We can load the data into our object and `fit` KMeans

In [None]:
# Load object
k_model = khm.KMeans(n_clusters = 3 , X = x_train)

In [None]:
k_model.__doc__.split('\n')

In [None]:
k_model.fit()

### Attributes

In [None]:
# Number of iterations
print(f'\nNumber of iterations \n {k_model.n_iter}')

# Cluster centroids
print(f'\nCluster centroids \n {k_model._centroids}')

# Assigned clusters/labels
print(f'\nAssigned Clusters \n {k_model._clusters}')

# Feature names (if available)
print(f'\nFeature Names \n {k_model.features}')

# Total Variance
print(f'\nTotal Variance \n {k_model.total_sse}')

### Visualising Clusters

In [None]:
print(k_model.n_iter)
pca_2d['labels'] = k_model._clusters

import seaborn as sns
plt.figure(figsize=(15, 15))
sns.scatterplot(data = pca_2d, x= 0, y=1, hue = "labels")

## Benchmarking

We can benchmark this model with that applied from `sklearn`.

In this case, we choose `init='random'`. This will do the same as our homemade algorithm: initialize random clusters.

By default, `KMeans` uses a smarter and faster way of initialising random centroids, instead of random clusters. This ensures faster convergence.

We're too lazy to do that here so we will compare the random method.

In [None]:
fit_k_sk = KMeans(n_clusters = 3, init = 'random', random_state = 24).fit(x_train)

# Add Labels to PCA
pca_2d['labels_sk'] = fit_k_sk.predict(x_train)
plt.figure(figsize=(15, 15))
sns.scatterplot(data = pca_2d, x= 0, y=1, hue = "labels_sk")

In [None]:
print(f'Comparing Score: \n sklearn KMeans {-fit_k_sk.score(X)} \n Homemade KMeans {k_model.total_sse}')

In [None]:
print(f'Comparing centroids: \n sklearn KMeans \n {fit_k_sk.cluster_centers_} \n\n Homemade KMeans \n{k_model._centroids}')

In [None]:
print(f'Comparing iterations: \n sklearn KMeans \n {fit_k_sk.n_iter_} \n Homemade KMeans \n{k_model.n_iter}')
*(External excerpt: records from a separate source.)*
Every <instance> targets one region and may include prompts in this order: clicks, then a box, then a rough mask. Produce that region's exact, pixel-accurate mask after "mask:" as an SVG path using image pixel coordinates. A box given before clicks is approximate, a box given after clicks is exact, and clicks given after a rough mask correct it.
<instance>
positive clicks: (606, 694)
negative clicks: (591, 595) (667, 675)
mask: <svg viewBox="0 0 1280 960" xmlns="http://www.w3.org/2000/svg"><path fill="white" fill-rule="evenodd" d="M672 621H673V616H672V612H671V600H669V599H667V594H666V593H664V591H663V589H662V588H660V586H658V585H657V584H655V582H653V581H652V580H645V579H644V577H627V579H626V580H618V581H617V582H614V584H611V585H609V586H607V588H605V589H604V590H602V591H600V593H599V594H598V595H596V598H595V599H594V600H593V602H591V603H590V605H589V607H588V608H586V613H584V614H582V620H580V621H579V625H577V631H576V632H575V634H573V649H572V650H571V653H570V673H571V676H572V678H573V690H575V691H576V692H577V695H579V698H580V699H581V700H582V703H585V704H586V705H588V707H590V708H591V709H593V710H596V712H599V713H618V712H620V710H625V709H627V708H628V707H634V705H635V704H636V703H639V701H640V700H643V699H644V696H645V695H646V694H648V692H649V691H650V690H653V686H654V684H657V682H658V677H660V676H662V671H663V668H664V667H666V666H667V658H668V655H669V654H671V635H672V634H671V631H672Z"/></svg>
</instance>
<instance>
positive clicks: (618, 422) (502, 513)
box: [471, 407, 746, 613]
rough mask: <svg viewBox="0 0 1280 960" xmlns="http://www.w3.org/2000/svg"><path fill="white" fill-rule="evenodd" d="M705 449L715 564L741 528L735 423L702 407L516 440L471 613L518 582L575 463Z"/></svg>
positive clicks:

Only one point was slightly misclassified by our algorithm, in comparison with sklearn.

# Conclusion

Above a comparison of our homemade KMeans model with `sklearn` KMeans. Our model is clearly not as efficient, and no one is ever going to use it, but this shows to prove how we can easily de-mistify an algorithm with some lines of code, and little help from external libraries.